The origins of the label ‘East-Indian’ are connected to my own migration
route in an abstract way, so bear with me as I connect the dots. The East India
Company was the colonial entity that first traded with India; after a series of
wars with the Mughals, it then ruled India from 1757 to 1858, before the
British Crown took over until India’s independence in 1947. My parents migrated
from India to Britain, where I was born. I migrated to Canada, where I was
again an ‘East Indian’, and then to the United States, which has a flag based
on the design of the flag of the East India Company! Benjamin Franklin said
to George Washington, "While the field of your flag
must be new in the details of its design, it need not be entirely new in its
elements. There is already in use a flag… I refer to the flag of the East India
Company."
When I questioned the East-Indian label, it was explained to me that they had to distinguish between an Indian from India and one from North America. Columbus thought he had arrived in India, so the name stuck for the indigenous peoples of North America, instead of the names they used themselves. Now there is an official recognition in Canada of First Nations people, to relieve some of this cognitive dissonance, so there has been some progress.

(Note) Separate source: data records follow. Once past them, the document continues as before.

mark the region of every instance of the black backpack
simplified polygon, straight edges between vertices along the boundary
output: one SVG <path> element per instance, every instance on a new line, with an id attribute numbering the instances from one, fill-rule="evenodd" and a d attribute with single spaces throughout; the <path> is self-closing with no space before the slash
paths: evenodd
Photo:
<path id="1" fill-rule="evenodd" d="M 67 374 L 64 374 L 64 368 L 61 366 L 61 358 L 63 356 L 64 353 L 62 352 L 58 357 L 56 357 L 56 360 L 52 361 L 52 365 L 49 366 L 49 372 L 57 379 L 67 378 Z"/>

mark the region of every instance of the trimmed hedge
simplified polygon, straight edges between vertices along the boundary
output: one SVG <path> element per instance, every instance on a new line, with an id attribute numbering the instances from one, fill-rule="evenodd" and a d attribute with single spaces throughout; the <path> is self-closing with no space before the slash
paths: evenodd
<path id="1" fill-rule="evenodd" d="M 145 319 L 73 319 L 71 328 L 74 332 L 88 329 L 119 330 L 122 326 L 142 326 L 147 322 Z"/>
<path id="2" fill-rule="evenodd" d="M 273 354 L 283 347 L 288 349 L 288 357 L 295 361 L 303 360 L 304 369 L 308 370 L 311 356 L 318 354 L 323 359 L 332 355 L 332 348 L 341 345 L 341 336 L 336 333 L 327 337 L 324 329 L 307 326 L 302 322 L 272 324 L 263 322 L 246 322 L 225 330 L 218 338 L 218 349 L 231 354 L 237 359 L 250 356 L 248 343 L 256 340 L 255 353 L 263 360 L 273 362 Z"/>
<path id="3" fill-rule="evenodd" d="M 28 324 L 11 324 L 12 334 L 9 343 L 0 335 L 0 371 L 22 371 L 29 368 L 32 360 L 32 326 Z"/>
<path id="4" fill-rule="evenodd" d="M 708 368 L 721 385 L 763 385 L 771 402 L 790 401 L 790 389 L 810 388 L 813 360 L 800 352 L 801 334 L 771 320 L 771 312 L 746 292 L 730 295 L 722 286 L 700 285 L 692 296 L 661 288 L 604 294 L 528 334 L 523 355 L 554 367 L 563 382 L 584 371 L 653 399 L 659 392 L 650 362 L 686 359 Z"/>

A white person generally doesn’t need to deal with this issue, since in
Canada they are a Canadian, and in America they are an American. Everyone else
tends to get hyphenated (sounds painful!) regardless of their own preference.
National identities are all social constructs anyway, and we should be allowed
to choose our own. The trouble only becomes obvious when we think about the
debate over gender identities, but the common denominator is the identity a
person wishes to use for themselves. I am sure that over time, the hyphenated
names denoting ancestry will disappear with each progressive generation as
their origins will become less important.
White people do not have a monopoly on racism and prejudice. Anyone is
capable of inflicting the same behaviour on others, even if they suffered from
it themselves. Amongst many colonized and oppressed people, there are victims who became the perpetrators, and recycled the prejudice and hate that they received. I am also well aware that prejudice
exists in every country to different extents, both in terms of ethnicity as well
as religion. To reiterate, I am writing about my own experiences in the places
I have lived, I am sure that others may have experienced it differently and I
appreciate those views are equally valid. As Malcolm X had acknowledged near
the end of his historical journey, ‘Whiteness’ is not a prerequisite for racist
behaviour.
As for white people, being ‘white’ is not a choice they made themselves.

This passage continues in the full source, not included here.